Chemical Profiling, Antioxidant Potential, Molecular Docking And Molecular Dynamic Simulation Of Essential Oil Constituents Of Four Curcuma Species

Abstract

The present study offers an extensive phytochemical characterization, antioxidant activity, and in silico analysis of the essential oils derived from the rhizomes of Curcuma amada, Curcuma angustifolia, Curcuma caesia, and Curcuma zedoaria. Gas Chromatography-Mass Spectrometry (GC-MS) analysis demonstrated species-specific variations, with C. amada characterized by major constituents such as myrcene, β-pinene, C. angustifolia by velleral, germacrone, and (2E,6Z)-Farnesol, C. caesia by trans-β-elemenone, curzerenone, whereas C. zedoaria by curzerenone, β-eudesmol acetate, 1,8-cineole.
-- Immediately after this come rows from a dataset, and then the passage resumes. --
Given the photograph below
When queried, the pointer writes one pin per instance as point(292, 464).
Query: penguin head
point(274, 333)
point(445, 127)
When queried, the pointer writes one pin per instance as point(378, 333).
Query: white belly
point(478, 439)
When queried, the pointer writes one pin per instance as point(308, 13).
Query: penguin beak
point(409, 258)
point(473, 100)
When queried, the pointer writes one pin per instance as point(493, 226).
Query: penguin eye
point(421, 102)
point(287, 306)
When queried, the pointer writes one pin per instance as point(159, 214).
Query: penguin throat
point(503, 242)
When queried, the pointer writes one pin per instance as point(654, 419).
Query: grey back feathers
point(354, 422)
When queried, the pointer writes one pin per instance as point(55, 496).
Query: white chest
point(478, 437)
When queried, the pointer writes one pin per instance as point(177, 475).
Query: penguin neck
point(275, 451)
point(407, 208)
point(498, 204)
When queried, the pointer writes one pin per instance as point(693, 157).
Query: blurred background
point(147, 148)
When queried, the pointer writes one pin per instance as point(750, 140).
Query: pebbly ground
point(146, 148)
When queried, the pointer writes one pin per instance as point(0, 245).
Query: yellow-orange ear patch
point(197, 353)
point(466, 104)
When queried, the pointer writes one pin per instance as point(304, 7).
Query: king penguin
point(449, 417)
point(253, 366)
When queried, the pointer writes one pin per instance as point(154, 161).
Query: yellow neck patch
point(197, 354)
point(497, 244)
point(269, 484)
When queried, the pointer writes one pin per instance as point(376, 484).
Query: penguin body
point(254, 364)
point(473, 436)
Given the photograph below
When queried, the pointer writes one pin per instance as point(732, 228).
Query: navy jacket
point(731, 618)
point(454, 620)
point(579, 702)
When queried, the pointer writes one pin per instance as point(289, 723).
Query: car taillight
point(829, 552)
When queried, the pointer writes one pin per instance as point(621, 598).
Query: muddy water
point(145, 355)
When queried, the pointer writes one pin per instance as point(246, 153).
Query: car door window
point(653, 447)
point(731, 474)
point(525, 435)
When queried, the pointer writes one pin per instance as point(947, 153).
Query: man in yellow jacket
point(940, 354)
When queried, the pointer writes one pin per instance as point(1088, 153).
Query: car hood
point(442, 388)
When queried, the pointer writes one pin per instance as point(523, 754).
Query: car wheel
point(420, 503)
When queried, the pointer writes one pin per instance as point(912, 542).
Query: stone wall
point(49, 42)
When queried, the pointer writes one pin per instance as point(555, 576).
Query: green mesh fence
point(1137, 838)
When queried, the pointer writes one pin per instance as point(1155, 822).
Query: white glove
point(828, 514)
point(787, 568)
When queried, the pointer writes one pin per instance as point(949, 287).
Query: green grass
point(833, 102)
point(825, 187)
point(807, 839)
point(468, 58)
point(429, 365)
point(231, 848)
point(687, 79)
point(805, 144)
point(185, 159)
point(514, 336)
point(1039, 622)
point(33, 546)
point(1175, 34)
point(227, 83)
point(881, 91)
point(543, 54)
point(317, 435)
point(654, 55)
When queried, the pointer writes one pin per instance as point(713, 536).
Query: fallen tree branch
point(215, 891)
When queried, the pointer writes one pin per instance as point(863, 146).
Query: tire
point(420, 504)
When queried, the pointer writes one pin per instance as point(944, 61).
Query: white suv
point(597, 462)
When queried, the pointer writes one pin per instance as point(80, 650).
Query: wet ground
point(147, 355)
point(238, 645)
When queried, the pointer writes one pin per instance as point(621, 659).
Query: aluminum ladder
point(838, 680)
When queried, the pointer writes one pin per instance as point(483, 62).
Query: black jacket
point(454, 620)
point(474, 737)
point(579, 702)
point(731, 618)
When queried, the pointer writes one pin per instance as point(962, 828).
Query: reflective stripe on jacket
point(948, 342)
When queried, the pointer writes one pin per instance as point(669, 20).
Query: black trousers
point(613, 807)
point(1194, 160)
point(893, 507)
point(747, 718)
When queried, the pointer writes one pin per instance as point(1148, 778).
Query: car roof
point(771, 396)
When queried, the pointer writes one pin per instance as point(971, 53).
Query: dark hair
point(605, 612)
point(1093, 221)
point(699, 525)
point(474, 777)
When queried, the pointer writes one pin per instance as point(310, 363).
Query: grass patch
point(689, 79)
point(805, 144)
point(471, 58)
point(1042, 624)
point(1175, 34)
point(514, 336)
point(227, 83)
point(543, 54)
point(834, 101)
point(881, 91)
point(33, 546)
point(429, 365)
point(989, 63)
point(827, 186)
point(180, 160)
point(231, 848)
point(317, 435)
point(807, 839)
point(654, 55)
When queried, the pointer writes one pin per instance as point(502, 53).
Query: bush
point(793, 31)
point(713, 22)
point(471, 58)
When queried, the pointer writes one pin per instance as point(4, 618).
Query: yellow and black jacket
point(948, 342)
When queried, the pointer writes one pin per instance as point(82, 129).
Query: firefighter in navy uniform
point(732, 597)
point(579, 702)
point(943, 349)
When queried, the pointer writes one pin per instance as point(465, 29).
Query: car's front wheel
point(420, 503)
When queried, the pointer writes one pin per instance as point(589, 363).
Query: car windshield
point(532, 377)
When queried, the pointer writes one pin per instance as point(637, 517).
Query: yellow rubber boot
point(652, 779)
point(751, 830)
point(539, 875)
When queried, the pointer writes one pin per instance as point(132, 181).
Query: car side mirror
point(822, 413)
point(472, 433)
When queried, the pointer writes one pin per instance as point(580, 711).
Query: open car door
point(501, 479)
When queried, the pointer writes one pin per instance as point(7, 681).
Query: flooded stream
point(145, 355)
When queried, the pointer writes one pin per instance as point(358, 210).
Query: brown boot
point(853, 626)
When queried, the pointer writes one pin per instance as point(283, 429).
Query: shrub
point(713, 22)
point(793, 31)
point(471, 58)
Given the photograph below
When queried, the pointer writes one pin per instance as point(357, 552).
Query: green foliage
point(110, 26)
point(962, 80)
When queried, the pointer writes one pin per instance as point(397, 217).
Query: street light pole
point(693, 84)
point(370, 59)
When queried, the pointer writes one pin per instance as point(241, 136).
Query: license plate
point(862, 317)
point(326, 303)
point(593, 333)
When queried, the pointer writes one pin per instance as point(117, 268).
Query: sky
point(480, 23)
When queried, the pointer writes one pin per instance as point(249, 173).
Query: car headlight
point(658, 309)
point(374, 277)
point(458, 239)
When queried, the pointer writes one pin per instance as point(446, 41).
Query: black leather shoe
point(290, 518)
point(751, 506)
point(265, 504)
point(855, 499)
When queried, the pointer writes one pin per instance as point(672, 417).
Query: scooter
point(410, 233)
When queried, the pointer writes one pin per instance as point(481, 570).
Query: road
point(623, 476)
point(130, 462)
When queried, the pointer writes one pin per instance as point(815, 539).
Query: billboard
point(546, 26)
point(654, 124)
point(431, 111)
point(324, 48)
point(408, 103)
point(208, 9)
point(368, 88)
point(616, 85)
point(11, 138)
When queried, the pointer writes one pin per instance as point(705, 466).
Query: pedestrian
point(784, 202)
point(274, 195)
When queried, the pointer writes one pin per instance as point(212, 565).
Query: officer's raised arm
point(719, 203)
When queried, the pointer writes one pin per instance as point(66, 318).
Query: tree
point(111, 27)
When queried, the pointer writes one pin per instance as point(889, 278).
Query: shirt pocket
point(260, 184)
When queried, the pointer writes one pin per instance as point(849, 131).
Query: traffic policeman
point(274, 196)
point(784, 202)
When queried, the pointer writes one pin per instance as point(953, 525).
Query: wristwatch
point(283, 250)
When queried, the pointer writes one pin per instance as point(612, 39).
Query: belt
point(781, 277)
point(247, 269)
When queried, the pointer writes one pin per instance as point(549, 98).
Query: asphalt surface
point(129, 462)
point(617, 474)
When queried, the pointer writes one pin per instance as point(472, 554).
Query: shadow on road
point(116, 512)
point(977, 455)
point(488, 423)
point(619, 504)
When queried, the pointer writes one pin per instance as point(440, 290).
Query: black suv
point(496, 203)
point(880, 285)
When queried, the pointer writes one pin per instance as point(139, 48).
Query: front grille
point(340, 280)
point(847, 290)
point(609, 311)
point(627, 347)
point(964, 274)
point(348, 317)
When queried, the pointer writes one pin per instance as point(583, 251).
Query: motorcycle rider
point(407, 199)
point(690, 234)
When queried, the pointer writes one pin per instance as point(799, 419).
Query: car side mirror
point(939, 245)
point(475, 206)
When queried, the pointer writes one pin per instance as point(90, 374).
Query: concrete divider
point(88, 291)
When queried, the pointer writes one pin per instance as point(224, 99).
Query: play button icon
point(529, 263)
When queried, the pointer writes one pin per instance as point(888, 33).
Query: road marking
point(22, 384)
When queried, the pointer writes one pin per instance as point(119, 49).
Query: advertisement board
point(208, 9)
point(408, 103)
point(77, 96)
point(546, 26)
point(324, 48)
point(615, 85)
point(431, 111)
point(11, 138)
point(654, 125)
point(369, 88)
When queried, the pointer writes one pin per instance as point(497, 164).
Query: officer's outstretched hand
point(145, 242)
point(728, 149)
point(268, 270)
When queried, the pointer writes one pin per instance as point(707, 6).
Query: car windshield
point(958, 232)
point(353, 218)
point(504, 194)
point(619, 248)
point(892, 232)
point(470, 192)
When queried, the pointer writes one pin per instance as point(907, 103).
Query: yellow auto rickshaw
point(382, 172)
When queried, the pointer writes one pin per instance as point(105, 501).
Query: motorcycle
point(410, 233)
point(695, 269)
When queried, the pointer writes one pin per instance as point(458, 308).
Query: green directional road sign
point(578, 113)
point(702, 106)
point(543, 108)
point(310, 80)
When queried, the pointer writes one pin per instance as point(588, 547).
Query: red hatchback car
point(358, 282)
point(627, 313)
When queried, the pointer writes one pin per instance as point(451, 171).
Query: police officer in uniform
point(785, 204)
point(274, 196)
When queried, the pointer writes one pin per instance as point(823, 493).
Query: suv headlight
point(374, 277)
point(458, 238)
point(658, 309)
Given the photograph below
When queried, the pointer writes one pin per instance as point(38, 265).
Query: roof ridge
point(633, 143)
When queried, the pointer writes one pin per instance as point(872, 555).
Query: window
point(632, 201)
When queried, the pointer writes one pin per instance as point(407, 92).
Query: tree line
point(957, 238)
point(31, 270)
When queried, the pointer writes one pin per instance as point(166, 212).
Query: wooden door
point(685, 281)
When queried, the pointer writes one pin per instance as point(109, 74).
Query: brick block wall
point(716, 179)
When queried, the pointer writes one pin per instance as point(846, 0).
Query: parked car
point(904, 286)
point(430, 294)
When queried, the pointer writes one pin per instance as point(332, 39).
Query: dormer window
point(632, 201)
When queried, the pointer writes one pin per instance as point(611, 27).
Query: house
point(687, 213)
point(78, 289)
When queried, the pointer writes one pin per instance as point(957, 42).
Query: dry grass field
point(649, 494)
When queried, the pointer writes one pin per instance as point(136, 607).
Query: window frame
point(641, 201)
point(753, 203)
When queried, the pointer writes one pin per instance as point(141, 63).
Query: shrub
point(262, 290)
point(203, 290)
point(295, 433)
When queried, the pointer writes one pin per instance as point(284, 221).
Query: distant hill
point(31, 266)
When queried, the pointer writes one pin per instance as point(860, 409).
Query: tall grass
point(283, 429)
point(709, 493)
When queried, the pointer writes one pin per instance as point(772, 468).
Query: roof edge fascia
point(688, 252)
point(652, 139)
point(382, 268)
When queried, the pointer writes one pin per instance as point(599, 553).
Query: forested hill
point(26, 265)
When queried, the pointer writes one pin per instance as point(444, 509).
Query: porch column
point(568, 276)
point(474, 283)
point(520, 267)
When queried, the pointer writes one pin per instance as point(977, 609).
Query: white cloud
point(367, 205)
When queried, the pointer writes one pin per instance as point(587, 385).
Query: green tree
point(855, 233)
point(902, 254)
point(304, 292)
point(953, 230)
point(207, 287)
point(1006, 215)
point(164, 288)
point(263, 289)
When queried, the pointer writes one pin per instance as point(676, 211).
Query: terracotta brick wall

In vitro experiments revealed significant antioxidant capacity in all species, especially in C. angustifolia and C. caesia (DPPH IC₅₀ = 31.2 ± 0.3 µg/mL and RPA EC₅₀ = 23.1 ± 0.2 µg/mL) and (DPPH IC₅₀ = 39.8 ± 0.5 µg/mL and RPA EC₅₀ = 27.0 ± 0.4 µg/mL). In silico docking of primary ingredients against xanthine oxidase revealed sesquiterpenes, including germacrone (–6.5 kcal/mol) and velleral (–6.2 kcal/mol), as effective inhibitors, corroborated by molecular dynamics simulations demonstrating persistent protein ligand interactions. Curcuma rhizome essential oils show potential as natural antioxidants and xanthine oxidase inhibitors, suggesting their potential in managing oxidative stress-related disorders.